🚀 Multi-Agent Reinforcement Learning for EV Routing:
A specialized MARL framework designed to coordinate Electric Vehicles (EVs) in a shared routing environment. This project utilizes an Actor-Critic architecture to enable decentralized agents to learn optimal routing strategies through centralized training.
📺 Agent Demo:
The training reward curve illustrates the agents' learning progress over [X] episodes. Initially, the agents exhibit low performance due to random exploration of the EV routing environment. As training progresses, the rewards steadily increase and eventually plateau, indicating that the multi-agent system has converged to a stable, coordinated policy where vehicles successfully optimize their routes while minimizing energy consumption or delays.
📌 Project Overview:
This repository focuses on Centralized Training and Decentralized Execution (CTDE). The agents learn to optimize their paths while managing shared resources, ensuring efficient navigation without constant communication during execution.
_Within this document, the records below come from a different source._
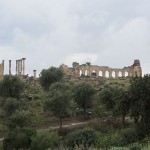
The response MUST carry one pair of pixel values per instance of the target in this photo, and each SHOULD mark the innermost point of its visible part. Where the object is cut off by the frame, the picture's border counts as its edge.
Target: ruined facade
(20, 69)
(87, 69)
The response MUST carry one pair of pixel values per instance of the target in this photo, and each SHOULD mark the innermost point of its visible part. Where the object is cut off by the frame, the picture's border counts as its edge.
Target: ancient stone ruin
(89, 70)
(20, 70)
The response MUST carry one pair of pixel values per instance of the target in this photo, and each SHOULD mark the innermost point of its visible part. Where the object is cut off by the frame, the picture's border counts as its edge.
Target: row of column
(20, 66)
(110, 73)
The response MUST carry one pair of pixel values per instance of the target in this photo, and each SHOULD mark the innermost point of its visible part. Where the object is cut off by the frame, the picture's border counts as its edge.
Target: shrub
(18, 139)
(45, 140)
(128, 136)
(82, 138)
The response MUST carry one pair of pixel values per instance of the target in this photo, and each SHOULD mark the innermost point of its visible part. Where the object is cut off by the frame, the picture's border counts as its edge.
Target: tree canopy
(140, 103)
(83, 93)
(59, 101)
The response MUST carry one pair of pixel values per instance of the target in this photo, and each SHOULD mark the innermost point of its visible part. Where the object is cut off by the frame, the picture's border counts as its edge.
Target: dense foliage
(83, 93)
(123, 124)
(11, 86)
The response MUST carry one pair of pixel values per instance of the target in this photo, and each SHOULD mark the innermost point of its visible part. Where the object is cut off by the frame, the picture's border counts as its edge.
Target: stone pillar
(3, 67)
(123, 73)
(103, 74)
(9, 67)
(21, 67)
(110, 74)
(23, 62)
(116, 74)
(34, 74)
(16, 67)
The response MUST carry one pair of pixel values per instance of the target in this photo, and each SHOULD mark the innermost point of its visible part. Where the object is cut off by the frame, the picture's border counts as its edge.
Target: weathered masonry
(102, 71)
(20, 68)
(2, 69)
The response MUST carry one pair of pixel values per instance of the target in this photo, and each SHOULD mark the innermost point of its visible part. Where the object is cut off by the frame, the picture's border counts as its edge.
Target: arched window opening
(120, 74)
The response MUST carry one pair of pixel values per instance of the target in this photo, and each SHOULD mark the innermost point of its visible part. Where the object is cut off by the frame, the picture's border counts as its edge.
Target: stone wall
(87, 69)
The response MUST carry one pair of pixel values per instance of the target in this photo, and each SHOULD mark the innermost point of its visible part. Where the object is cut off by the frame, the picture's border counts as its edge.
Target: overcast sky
(51, 32)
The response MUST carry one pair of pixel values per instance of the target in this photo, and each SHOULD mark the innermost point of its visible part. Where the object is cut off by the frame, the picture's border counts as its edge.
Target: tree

Architecture: Multi-Agent Actor-Critic
Environment: Custom EV Routing (Gymnasium-based)
Key Features: Reward shaping for efficiency, coordination under constraints, and automated performance logging.
📂 Repository Structure:
MARL-EV-Routing/
├── assets/ # Visuals, plots, and demo GIFs
│ ├── Figure_1.png # Training performance plot
│ ├── marl_ev_routing.gif # Animated agent demo
│ └── Terminal.png # Execution logs
├── checkpoints/ # Saved model weights (.pth)
│ └── ev_model_weights.pth
├── results/ # Training data and logs (.csv)
│ ├── ev_marl_results.csv
│ └── ev_marl_results1.csv
├── agent.py # Actor-Critic agent logic
├── environment.py # Multi-agent environment definition
├── main.py # Main training script
├── model.py # Neural network architectures
├── plot.py # Script for result visualizations
├── test.py # Evaluation and testing script
├── visualizer.py # Helper for rendering agents
└── .gitignore # Files excluded from Git
📊 Results:
The agents demonstrate clear convergence as the training progresses. The plot below illustrates the cumulative reward improvement over episodes, showing the transition from random exploration to stable policy execution.
📈 Analysis of Agent Learning:
Phase 1 (Exploration): High variance in rewards as agents learn the environment constraints.
Phase 2 (Coordination): Emergence of collaborative behavior to avoid routing bottlenecks.
Phase 3 (Convergence): Stable reward plateauing, indicating a robust policy has been reached.